I think that happened in the first week to some extent. I don't really feel like we suffered any and maybe that is what I was expecting more of. This has been very hard, but not for the reasons that I originally thought.
It is easy to appreciate what you have when you have a lot. Frankly, even giving up what we did, we still have a lot. We don't even come close to feeling what those who hunger feel. As far as the financial aspect, there really has been no big change there either. Besides the large savings in groceries, this has just made me wonder how we survive when we do buy all of the junk. There has been no huge savings, probably because several little issues came up that had to be handled, car problems, camp deposits, etc.
So what am I trying to say here? This has not been at all what I had expected. I am struggling with that. When you don't get the desired results from an exercise is that exercise a failure. Maybe in some aspects I have failed with this, but I think there is more to it. I am not sure what that is yet, but I really think there is more.
What my family thought: Brianna has donated almost all of her babysitting money, so I hope that means that she is taking something away from this. I think for the most part, that our eyes are still on us and not Him.
What I have learned: When you look at someone and they are looking back at you, you maintain eye contact with them. When you look at someone and they are looking up, your gaze turns upward. How can I expect my children to maintain an upward gaze when they see me looking more at them?
What I want to learn: Father, keep my eyes on You this week. I can not do it on my own, no matter how hard I try and how much I want to. Cradle my head in Your hands and lift my eyes to You.
2 comments:
I LOVE the quote about looking upward. I am going to imprint that on my heart. I've been trying to lead a more deliberate life as far as showing my kids the Lord at work in our lives and this is exactly what I want to implement.
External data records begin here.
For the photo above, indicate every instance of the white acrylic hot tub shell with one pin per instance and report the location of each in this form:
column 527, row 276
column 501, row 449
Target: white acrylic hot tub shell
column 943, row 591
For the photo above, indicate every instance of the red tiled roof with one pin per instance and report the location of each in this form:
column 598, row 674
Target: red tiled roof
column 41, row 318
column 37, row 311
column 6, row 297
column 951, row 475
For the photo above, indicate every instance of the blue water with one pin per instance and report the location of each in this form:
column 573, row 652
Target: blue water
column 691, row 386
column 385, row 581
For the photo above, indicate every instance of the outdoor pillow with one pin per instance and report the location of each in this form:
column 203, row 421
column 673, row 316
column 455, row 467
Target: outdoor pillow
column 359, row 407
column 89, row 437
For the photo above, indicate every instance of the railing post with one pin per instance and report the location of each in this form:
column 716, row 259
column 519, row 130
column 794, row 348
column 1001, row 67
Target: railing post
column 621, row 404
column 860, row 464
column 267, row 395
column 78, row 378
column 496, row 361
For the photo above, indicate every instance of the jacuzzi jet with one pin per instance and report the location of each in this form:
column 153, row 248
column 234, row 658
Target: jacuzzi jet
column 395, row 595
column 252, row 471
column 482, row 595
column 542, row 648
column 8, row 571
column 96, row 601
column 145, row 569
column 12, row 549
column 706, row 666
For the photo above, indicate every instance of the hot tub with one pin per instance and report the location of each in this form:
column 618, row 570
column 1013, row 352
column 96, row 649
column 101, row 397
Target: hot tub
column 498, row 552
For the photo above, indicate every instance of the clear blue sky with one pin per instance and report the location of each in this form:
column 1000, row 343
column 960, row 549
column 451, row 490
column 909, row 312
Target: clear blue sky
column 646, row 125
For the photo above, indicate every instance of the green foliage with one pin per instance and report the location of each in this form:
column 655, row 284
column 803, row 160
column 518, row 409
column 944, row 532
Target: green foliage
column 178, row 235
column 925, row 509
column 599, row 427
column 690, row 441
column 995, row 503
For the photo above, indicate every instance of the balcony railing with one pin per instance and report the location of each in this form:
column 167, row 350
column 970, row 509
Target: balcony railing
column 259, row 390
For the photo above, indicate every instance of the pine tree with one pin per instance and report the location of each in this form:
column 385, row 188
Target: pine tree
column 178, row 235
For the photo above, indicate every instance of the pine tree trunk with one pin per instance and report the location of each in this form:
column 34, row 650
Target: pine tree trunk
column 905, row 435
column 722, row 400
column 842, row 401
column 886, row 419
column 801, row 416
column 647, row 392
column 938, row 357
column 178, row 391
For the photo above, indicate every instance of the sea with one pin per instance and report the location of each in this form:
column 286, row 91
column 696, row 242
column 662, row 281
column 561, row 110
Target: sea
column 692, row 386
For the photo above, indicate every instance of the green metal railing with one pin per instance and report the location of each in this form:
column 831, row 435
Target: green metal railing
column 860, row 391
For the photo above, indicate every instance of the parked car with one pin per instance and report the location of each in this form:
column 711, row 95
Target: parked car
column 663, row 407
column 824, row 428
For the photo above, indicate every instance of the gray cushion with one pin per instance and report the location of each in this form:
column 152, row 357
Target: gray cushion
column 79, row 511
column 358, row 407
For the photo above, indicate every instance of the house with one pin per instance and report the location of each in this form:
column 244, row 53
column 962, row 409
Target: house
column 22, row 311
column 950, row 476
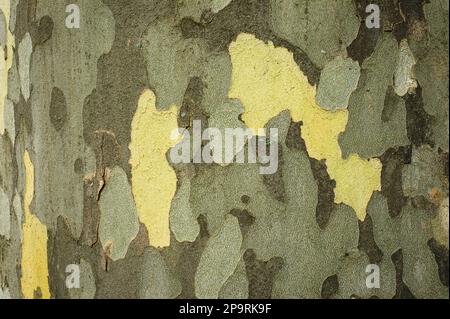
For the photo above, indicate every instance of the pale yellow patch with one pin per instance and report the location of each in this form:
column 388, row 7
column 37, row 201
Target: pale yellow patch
column 34, row 246
column 5, row 64
column 153, row 180
column 267, row 81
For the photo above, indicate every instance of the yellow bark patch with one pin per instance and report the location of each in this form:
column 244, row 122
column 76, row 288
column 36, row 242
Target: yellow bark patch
column 5, row 64
column 153, row 180
column 34, row 246
column 267, row 81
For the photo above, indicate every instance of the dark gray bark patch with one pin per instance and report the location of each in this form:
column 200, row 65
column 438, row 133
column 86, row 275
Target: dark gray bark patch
column 330, row 287
column 393, row 161
column 189, row 259
column 441, row 256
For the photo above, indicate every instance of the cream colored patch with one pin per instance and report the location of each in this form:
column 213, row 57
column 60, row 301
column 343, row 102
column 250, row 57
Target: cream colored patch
column 267, row 81
column 34, row 248
column 5, row 62
column 153, row 180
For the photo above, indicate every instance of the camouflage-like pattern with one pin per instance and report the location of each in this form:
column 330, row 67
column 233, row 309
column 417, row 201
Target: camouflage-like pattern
column 77, row 179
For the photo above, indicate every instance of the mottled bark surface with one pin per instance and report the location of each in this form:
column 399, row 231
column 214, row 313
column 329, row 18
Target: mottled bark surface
column 93, row 204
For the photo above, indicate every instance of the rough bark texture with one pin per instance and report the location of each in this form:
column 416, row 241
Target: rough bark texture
column 87, row 180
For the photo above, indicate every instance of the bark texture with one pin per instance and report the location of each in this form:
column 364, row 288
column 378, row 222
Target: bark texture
column 88, row 187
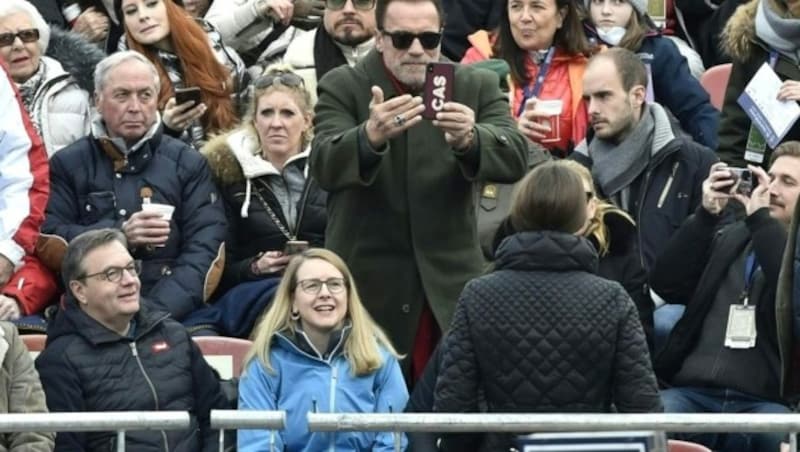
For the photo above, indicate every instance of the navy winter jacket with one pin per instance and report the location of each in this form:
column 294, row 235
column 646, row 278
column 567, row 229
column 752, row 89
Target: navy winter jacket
column 94, row 186
column 87, row 367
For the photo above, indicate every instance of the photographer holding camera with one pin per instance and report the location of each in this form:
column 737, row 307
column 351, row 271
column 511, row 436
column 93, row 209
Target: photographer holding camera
column 727, row 278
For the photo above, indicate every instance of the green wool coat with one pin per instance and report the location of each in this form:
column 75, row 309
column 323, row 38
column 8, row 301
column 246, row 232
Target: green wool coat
column 406, row 226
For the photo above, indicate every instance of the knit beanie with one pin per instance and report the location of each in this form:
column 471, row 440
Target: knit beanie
column 638, row 5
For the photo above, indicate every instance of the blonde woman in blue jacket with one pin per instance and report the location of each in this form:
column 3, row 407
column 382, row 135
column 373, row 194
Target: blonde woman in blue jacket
column 318, row 350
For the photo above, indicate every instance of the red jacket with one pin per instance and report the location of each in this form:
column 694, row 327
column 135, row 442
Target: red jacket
column 25, row 183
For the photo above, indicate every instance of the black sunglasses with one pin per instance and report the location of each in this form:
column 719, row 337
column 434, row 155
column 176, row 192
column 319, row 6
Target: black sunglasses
column 402, row 40
column 279, row 78
column 362, row 5
column 27, row 36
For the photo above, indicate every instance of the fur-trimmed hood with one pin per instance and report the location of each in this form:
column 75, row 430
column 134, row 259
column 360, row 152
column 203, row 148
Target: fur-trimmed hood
column 234, row 157
column 739, row 35
column 77, row 56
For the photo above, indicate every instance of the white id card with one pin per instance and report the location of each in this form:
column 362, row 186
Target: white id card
column 741, row 330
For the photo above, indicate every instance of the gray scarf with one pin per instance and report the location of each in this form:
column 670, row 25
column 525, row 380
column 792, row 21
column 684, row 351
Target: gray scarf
column 781, row 34
column 616, row 166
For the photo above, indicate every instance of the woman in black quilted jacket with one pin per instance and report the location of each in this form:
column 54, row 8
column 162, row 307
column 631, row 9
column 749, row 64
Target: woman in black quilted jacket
column 543, row 332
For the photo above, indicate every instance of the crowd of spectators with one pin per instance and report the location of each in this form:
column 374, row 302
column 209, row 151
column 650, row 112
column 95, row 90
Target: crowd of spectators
column 302, row 173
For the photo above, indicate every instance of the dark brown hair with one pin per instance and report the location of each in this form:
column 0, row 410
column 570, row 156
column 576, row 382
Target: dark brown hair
column 569, row 38
column 550, row 198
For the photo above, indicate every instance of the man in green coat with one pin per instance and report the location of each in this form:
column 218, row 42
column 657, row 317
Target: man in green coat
column 401, row 209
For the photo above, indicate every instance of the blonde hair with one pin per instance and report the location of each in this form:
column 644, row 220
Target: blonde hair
column 597, row 226
column 361, row 348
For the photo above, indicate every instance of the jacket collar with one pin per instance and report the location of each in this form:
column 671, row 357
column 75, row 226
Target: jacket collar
column 546, row 251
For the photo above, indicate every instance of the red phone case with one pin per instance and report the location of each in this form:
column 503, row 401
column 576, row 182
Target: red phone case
column 439, row 79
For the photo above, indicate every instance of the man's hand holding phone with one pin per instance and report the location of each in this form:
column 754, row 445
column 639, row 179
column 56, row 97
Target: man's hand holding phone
column 759, row 197
column 389, row 118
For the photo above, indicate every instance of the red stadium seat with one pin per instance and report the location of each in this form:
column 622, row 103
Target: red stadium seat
column 685, row 446
column 226, row 354
column 715, row 81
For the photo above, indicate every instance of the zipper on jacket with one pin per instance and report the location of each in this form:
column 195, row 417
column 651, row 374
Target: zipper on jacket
column 303, row 199
column 332, row 398
column 668, row 185
column 152, row 389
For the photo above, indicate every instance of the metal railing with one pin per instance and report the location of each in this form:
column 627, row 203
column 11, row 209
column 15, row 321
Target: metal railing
column 118, row 421
column 557, row 422
column 247, row 419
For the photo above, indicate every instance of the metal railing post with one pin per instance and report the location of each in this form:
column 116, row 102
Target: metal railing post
column 120, row 440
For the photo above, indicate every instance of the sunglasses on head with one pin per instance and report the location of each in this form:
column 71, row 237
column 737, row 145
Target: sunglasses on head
column 27, row 36
column 362, row 5
column 279, row 78
column 402, row 40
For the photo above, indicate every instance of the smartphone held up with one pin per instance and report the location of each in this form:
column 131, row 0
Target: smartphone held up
column 439, row 79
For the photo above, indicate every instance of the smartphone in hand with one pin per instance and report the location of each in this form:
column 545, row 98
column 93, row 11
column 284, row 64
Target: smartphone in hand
column 183, row 95
column 439, row 79
column 295, row 247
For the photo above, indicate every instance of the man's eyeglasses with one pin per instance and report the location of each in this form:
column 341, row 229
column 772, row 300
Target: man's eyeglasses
column 279, row 78
column 402, row 40
column 313, row 286
column 362, row 5
column 28, row 35
column 114, row 274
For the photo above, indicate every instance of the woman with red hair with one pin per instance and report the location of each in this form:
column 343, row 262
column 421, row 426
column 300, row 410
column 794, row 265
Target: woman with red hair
column 195, row 57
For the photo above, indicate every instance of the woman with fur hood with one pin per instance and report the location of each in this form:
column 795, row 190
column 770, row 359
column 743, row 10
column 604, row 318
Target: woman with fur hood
column 55, row 87
column 261, row 168
column 761, row 31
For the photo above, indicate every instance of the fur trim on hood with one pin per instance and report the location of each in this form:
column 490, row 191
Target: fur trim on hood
column 739, row 35
column 77, row 56
column 223, row 163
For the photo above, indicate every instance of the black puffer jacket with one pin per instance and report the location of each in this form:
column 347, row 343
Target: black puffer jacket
column 543, row 334
column 87, row 367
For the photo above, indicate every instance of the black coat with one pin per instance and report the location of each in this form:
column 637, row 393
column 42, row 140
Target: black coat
column 87, row 367
column 87, row 193
column 621, row 264
column 693, row 266
column 542, row 333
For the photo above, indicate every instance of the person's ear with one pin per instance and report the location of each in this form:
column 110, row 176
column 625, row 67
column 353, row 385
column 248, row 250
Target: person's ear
column 78, row 291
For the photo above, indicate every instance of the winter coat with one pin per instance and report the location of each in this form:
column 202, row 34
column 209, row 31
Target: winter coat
column 564, row 80
column 669, row 190
column 693, row 266
column 676, row 89
column 87, row 367
column 24, row 189
column 620, row 263
column 748, row 52
column 94, row 186
column 21, row 392
column 405, row 224
column 61, row 107
column 257, row 232
column 302, row 382
column 554, row 337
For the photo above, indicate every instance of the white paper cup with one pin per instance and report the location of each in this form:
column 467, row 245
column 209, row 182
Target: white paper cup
column 165, row 210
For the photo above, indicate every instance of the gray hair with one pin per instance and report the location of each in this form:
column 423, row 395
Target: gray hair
column 115, row 59
column 72, row 266
column 9, row 7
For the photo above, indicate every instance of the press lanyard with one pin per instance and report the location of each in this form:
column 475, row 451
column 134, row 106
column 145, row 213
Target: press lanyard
column 534, row 91
column 750, row 267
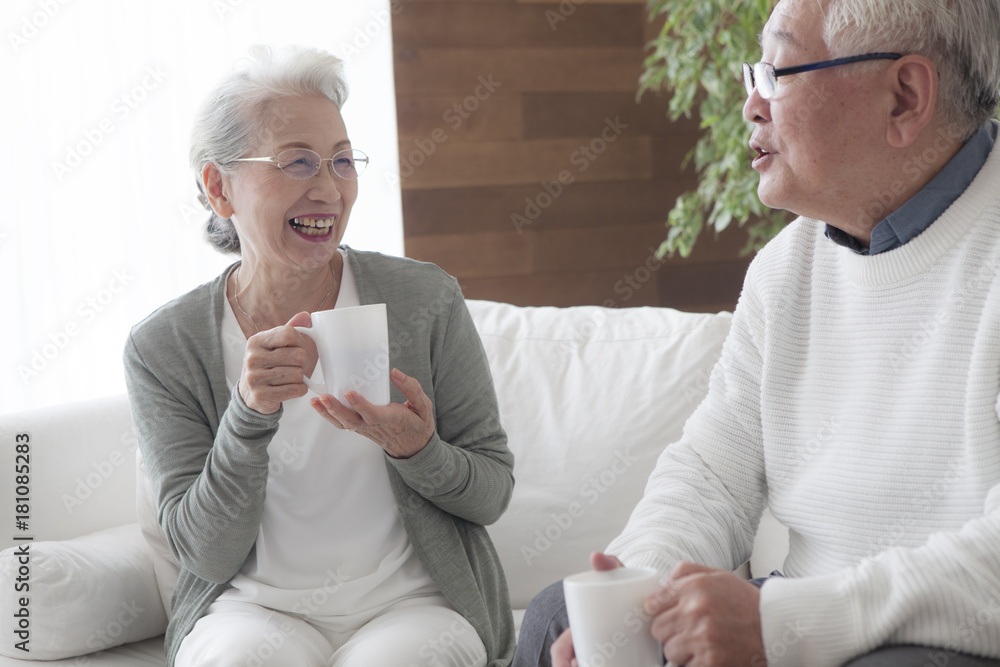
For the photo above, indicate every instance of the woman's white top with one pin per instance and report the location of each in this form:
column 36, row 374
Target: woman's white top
column 331, row 545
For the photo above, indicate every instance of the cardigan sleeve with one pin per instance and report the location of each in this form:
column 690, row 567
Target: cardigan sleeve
column 208, row 480
column 466, row 468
As far as an exercise being a failure if it doesn't turn out as you expect- I don't think so at all. You guys are very brave to try this at all, and it means you are willing to let God shape you and cultivate your hearts. He will shape you in ways you can't imagine, so you would never be able to guess correctly how an exercise like this might turn out, but you can be sure God is using it to mold you because you are open to learning from him through it.
And, as far as being called to wake at 4:30. I can tell you I am DEFINITELY NOT being called to do that. However, I am being called to start a regular time of study and prayer...and I have been putting it off for a while now. So thank you for forcing me to look at that in my own life. Even though it won't be occuring at 4:30. That would be very counter-productive since I am non-functioning at that time! I'm talking dead to the world asleep. At least, whenever I am not having to tend to Lucas at that time.
Thanks for the comments and encouragement! I think you are right. This exercise is looking like it is just the beginning of some changes that need to be made.
I hope that you guys have an outstanding day today!!